Le sommet du Climate week se déroulant à New York aidant, nous avons vu plus de 125 leaders internationaux admettre l’importance de la question. Est-ce qu’il y aura de réelles répercussions à cette rencontre? Cela reste à voir. Bien que l’on peut rester dubitatif devant certaines propositions qui sont peu ou pas contraignantes proposées dans ce type de rencontres, il reste qu’elles représentent des moments charnières dans l’élaboration d’une stratégie internationale pour la lutte contre les changements climatiques.
C’est pourtant sans trop de surprise que nous apprenions la semaine dernière que le premier ministre Harper, lui, ne daignerait même pas se présenter. Par contre, ce qui a été plutôt étonnant, voire surréaliste, ce sont les raisons invoquées pour justifier son absence. On peut comprendre que le premier ministre ait un horaire chargé, tout comme nous pouvons imaginer celui des États-Unis pourtant présents. Mais M. Harper a osé affirmer publiquement que la conférence ne méritait pas qu’il y porte attention parce que le Canada est déjà un leader en matière de lutte au bouleversement climatique. Avouez que ça décoiffe … C’est loufoque. Inquiétant. Embarrassant. Malheureusement peu étonnant.
Considérant qu’Ottawa ne s’enligne pas pour atteindre les cibles qu’il s’est lui-même fixé après son retrait de Kyoto et que l’on peut s’attendre à ce que la production de pétrole sur le territoire puisse tripler d’ici 2050 sur le territoire, cette déclaration est tout simplement absurde.
Kyoto trop difficile
Lorsque le Canada a signé en 1997 le protocole de Kyoto, il s’engageait à ramener en 2012 ses émissions de gaz à effet de serre (GES) à 6% sous les niveaux de 1990. Si le Canada ne s’était pas retiré de Kyoto, son résultat serait tout simplement embarrassant : une hausse de 18,3 %.

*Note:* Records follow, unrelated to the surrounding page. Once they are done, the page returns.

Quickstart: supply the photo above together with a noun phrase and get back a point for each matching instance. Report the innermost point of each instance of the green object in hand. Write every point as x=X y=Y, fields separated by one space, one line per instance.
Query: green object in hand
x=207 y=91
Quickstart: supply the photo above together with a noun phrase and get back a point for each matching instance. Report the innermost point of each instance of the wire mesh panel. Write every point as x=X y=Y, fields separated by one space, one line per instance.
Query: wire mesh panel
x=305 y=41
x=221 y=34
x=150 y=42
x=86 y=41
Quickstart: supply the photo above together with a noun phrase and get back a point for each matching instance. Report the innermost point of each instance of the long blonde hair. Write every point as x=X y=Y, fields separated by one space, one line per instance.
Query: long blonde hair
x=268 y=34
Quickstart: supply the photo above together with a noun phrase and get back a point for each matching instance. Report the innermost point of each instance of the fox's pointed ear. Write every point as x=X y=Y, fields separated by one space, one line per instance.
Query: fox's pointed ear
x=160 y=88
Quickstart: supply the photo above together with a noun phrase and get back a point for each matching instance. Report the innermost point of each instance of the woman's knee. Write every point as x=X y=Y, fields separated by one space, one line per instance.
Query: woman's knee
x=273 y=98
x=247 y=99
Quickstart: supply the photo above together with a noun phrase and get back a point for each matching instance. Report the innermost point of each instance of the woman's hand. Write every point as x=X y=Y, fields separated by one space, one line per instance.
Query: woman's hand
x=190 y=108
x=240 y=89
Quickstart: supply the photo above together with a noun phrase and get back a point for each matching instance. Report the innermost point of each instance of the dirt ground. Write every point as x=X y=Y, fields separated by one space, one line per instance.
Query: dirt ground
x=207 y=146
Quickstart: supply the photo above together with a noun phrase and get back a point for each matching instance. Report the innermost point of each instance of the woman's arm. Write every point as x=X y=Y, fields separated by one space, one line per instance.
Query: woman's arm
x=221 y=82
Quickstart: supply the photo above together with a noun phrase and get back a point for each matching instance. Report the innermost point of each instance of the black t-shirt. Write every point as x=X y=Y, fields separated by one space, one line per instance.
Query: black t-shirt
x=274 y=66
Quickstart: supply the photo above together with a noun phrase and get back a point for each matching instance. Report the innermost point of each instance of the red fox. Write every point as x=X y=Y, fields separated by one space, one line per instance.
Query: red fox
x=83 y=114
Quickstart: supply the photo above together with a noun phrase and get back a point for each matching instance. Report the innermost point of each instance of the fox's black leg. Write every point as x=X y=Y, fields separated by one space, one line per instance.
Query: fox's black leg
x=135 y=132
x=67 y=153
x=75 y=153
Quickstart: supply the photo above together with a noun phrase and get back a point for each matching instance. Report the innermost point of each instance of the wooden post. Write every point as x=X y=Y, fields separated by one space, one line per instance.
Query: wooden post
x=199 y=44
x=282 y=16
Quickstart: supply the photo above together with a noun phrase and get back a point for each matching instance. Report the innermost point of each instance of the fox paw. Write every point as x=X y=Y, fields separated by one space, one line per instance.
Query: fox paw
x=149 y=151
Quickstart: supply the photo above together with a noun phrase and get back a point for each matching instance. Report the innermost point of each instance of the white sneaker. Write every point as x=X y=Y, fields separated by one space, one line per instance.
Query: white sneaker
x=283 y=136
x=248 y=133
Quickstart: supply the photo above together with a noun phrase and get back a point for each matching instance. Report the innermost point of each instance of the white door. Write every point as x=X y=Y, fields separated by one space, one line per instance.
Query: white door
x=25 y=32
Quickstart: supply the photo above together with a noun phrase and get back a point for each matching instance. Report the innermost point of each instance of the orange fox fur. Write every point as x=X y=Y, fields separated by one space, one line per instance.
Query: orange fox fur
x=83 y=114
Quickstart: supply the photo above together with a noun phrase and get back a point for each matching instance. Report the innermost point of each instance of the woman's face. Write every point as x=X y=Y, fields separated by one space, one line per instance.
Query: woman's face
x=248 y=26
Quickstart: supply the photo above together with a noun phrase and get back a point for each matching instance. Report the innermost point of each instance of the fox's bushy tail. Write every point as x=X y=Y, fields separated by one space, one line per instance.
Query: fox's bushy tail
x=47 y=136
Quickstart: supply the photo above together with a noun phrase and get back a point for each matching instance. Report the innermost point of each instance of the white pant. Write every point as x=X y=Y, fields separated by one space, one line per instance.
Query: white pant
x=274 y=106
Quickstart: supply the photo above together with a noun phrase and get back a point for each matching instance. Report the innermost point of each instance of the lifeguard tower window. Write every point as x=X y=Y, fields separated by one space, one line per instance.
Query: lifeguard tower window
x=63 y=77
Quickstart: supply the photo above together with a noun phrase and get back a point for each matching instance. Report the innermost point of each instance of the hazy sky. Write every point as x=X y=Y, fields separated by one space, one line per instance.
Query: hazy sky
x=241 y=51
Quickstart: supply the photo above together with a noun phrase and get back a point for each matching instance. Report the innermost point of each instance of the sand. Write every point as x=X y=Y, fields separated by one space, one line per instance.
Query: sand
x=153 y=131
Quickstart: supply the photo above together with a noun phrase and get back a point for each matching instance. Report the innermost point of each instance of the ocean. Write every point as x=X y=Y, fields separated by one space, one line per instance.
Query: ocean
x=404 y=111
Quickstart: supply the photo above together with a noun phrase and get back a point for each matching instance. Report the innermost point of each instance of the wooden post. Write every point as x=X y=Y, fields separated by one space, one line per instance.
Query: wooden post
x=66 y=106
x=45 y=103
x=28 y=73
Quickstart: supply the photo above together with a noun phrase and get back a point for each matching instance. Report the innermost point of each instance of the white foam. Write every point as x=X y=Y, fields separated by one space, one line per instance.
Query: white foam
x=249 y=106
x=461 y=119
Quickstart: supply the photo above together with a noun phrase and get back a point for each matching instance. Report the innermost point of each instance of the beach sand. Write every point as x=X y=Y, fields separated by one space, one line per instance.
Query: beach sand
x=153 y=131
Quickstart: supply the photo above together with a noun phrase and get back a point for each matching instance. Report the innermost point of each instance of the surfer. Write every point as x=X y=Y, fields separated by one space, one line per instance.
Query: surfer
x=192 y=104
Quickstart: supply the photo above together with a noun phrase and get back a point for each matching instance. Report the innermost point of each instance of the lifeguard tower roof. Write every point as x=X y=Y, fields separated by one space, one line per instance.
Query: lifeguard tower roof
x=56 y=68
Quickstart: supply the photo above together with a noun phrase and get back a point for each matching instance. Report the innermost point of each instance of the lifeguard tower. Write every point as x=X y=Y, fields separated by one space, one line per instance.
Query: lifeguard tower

Lors de son retrait, le Canada change complètement ses objectifs et propose une cible bien plus facile à atteindre : une réduction de 17% en 2020 par rapport aux émissions de 2005. Comme les émissions de 2005 sont bien plus importantes que celles de 1996, les résultats devraient être beaucoup plus facilement atteignables. Pourtant, l’atteinte de ses objectifs reste incertaine. Entre 2005 et 2011, les émissions ont diminué de 4,8% en 6 ans. Ce qui laisse une diminution de 12, 2% à atteindre entre 2011 et 2017. Il y’a donc peu d’espoir pour la suite, comme le démontre le graphique suivant :
Émissions historiques de gaz à effet de serre du Canada et projections jusqu’en 2020
Sources : Environnement Canada (2013) Tendances en matière d’émissions au Canada 2013.
Fait à noter : les courbes de tendances sont basées sur les données d’augmentation de l’exploitation pétrolière approuvée par l’Office national de l’Énergie (ONE) et non celles espérées par l’industrie.
Ces faibles résultats s’expliquent principalement par le choix du gouvernement de concentrer ses efforts dans la diminution des émissions de GES provenant du transport. Il s’agit d’une volonté louable, mais un peu futile si le gouvernement ne fait aucun effort pour diminuer les émissions provenant de l’industrie pétrolière.
Or, comme le montre le graphique suivant, les impacts de l’exploitation pétrolière vont assurément supplanter les efforts dans la diminution des émissions de GES dans le transport.
Tendance des émissions de GES par secteur, Canada, Mt éq. CO2, 1990-2020 (1990 = 100)
Sources : Environnement Canada 2013a (CNUCC partie 1 p. 51), Environnement Canada 2013b (CNUCC partie 3 p. 42), Environnement Canada 2011.
Bref, le Canada fait figure de cancre bien plus que de leader. Ses réductions d’émission de GES et les stratégies qu’il emploie sont loin d’être suffisantes pour ne pas continuer à être considéré comme un « État voyou » sur le plan environnemental.
Personne n’est dupe. Il est clair que Harper ne souhaite pas discuter du climat puisque le choix de son administration de miser sur l’extractivisme sont contraires aux objectifs environnementaux. Refuser de faire face à la musique et de rencontrer les autres leaders et journalistes alors que la situation est de plus enplus critique relève de la couardise plutôt que du leadership.